Quoting Linus Torvalds (2020-04-07 18:28:34)
On Tue, Apr 7, 2020 at 9:04 AM Chris Wilson chris@chris-wilson.co.uk wrote:
It'll take some time to reconstruct the original report, but the case in question was in removing the last element of the list of the last list, switch to a global lock over all such lists to park the HW, which in doing so added one more element to the original list. [If we happen to be retiring along the kernel timeline in the first place.]
Please point to the real code and the list.
Honestly, what you describe sounds complex enough that I think your locking is simply just buggy.

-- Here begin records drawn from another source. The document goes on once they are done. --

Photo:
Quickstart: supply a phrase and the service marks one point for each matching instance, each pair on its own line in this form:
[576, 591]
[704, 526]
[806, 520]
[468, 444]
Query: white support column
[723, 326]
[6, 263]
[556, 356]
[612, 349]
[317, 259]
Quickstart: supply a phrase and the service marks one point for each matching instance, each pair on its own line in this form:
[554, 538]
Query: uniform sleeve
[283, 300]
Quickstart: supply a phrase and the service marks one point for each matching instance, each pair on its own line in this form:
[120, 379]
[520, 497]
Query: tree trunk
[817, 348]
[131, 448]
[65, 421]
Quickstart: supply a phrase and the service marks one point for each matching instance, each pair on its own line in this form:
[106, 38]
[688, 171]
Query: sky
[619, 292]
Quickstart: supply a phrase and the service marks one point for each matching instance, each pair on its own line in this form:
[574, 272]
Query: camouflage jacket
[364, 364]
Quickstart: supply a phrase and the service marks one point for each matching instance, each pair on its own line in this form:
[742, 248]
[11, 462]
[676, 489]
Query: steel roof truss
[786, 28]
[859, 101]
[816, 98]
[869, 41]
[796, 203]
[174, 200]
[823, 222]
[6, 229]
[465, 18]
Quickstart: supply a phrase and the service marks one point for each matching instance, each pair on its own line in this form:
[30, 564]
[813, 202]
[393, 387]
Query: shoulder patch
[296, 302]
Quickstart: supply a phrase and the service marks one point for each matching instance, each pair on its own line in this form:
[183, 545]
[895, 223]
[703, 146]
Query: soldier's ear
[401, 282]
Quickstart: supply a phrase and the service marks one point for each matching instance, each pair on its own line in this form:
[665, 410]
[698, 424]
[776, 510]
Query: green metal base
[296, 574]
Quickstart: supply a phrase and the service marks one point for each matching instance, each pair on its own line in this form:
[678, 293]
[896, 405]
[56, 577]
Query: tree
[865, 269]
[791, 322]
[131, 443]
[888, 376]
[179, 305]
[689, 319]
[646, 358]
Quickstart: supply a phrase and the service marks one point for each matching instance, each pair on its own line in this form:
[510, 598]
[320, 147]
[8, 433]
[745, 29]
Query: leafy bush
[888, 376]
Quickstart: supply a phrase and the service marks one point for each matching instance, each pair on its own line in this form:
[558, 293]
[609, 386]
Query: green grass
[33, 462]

IOW, this patch seems to really just paper over a locking bug, and the KASAN report tied to it.
Because the fundamental issue is that READ_ONCE() can not fix a bug here. Reading the next pointer once fundamentally cannot matter if it can change concurrently: the code is buggy, and the READ_ONCE() just means that it gets one or the other value randomly, and that the list walking is fundamentally racy.
One the other hand, if the next pointer _cannot_ change concurrently, then READ_ONCE() cannot make a difference.
So as fat as I can tell, we have two possibilities, and in both cases changing the code to use READ_ONCE() is not the right thing to do. In one case it hides a bug, and in another case it's just pointless.
list->next changed from pointing to list_head, to point to the new element instead. However, we don't have to check the next element yet and want to terminate the list iteration.
I'd really like to see the actual code that has that list walking. You say:
For reference, drivers/gpu/drm/i915/gt/intel_engine_pm.c::__engine_park()
.. but that function doesn't have any locking or list-walking. Is it the "call_idle_barriers()" loop? What is it?
list_for_each_safe @ intel_gt_requests.c::retire_requests list_del @ i915_requests.c::i915_request_retire list_add @ i915_requests.c::__i915_request_create
I'd really like to see the KASAN report and the discussion about this change.
And if there was no discussion, then the patch just seems like "I changed code randomly and the KASAN report went away, so it's all good".
Global activity is serialised by engine->wakeref.mutex; every active timeline is required to hold an engine wakeref, but retiring is local to timelines and serialised by their own timeline->mutex.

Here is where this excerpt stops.